Opponents of the Utah legislation openly questioned, however, whether such a measure would be the equivalent of endorsing negligence. It doesn’t have to be. Exceptions to any COVID-19 limitation of liability protections can – and should be – made for gross negligence, fraud or willful misconduct. But deeming certain businesses to be so essential to our communities’ health and safety that they can choose to operate (e.g., food processors, manufacturers, distributors, and retail grocers), and then not shielding them from pandemic-related liability when they do, is a false choice. It is reasonable for a business to argue that it cannot guarantee that a worker will never be exposed to COVID-19. It is also reasonable for a business to dispute that the mere act of working by an employee would establish the requisite causation for any tort claim brought by such employee for being exposed to or contracting COVID-19.
Yet, there must be limitations. Substantial compliance with governmental orders and/or regulatory guidance should be required, of course, and a willful disregard for workplace safety cannot be allowed. If a business is not following recommended governmental and/or regulatory guidance, if it has not made any modifications to its operations to improve worker safety, or if it can be shown that a business willful acted in disregard to applicable law, then the business should not be shielded from potential liability. (In fact, Utah’s law expressly does not preclude liability for willful misconduct or reckless or intentional infliction of harm, nor does it modify workers’ compensation or Utah laws pertaining to workplace safety.)

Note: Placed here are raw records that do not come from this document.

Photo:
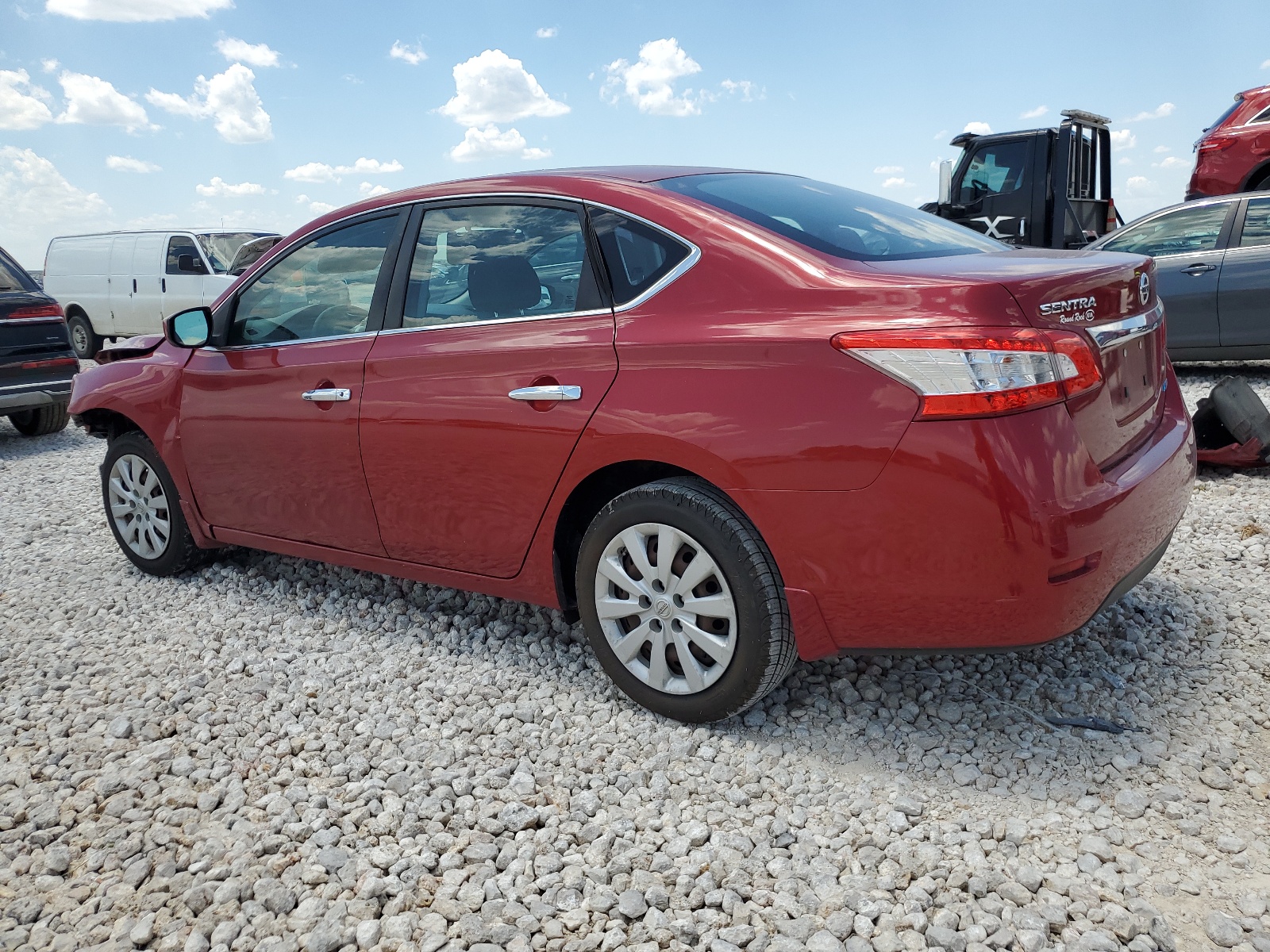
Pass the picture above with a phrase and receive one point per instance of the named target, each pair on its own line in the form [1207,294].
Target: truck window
[994,171]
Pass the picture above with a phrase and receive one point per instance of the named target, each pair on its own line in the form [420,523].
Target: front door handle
[556,391]
[327,395]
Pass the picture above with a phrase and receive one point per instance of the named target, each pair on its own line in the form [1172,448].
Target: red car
[1233,154]
[727,418]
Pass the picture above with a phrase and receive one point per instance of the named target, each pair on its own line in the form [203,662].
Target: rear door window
[1257,224]
[1183,232]
[635,254]
[498,262]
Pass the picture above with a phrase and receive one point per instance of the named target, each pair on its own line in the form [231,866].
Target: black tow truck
[1037,188]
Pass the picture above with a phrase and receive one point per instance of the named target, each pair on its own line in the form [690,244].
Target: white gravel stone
[317,757]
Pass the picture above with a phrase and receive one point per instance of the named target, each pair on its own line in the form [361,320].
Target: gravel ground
[275,754]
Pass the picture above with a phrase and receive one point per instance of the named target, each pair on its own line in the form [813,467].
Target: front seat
[503,287]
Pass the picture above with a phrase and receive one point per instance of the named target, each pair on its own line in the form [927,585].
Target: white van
[124,283]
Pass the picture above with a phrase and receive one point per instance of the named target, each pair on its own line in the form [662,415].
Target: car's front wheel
[40,422]
[683,602]
[143,508]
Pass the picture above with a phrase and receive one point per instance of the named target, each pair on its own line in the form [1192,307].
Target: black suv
[36,359]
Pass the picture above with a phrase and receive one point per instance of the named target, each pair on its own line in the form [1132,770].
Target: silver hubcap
[139,507]
[666,608]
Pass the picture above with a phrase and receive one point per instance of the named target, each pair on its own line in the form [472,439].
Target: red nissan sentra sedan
[727,418]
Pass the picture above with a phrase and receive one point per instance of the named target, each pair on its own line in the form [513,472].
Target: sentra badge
[1073,309]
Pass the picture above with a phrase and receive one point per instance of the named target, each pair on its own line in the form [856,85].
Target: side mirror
[190,329]
[946,182]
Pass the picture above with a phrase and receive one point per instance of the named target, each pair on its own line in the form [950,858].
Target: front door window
[321,290]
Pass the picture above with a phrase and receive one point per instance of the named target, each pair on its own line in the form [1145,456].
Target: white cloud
[252,54]
[220,188]
[228,97]
[94,102]
[413,55]
[495,88]
[321,171]
[1157,113]
[124,163]
[23,106]
[747,89]
[649,82]
[137,10]
[315,207]
[1123,139]
[491,143]
[36,203]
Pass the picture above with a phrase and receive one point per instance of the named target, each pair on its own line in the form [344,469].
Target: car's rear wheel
[40,422]
[143,508]
[84,340]
[683,602]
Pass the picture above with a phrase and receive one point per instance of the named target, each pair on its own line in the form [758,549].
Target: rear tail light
[981,374]
[35,311]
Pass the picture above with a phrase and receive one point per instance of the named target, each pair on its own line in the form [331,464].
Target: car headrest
[503,285]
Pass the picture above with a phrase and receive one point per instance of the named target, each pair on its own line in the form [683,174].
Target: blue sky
[267,112]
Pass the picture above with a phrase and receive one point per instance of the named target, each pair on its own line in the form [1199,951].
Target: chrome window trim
[478,321]
[292,343]
[666,279]
[1118,333]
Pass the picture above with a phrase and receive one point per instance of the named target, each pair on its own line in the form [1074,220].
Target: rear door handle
[327,395]
[556,391]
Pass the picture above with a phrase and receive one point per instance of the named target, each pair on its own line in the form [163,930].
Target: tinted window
[321,290]
[635,255]
[835,220]
[1184,232]
[181,245]
[1257,224]
[12,277]
[994,171]
[480,263]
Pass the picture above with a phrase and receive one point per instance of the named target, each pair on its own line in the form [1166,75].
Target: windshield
[221,247]
[835,220]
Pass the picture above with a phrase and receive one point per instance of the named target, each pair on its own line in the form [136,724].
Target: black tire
[764,651]
[181,552]
[41,422]
[84,340]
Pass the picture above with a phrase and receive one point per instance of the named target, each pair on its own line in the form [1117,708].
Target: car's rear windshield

As statutory liability protections will be heavily negotiated, publicly debated, voted upon, and subject to judicial scrutiny, businesses, employees and customers should be reasonably assured that appropriate liability protections balancing the various concerns will be put into place. But, is it realistic to believe that a federal statute will be quickly put into place, and if so, whether it adequately addresses the concerns of all relevant stakeholders? Senator McConnell has publicly tied such liability protection to any new round of federal stimulus funding, and his Democratic counterparts appear to be resisting this approach for the time being. While it would be preferable for the federal government to establish statutory liability protection regarding COVID-19 exposure claims for essential businesses to prevent a patchwork of state laws of varying levels of protection, essential businesses need protection now. For this reason, I applaud the Utah legislature in passing its liability protection measure, but its broadly worded liability protection language may prove to be too sweeping to serve as a model for legislation covering each state – especially California where it can be argued that we love to do things our own special way.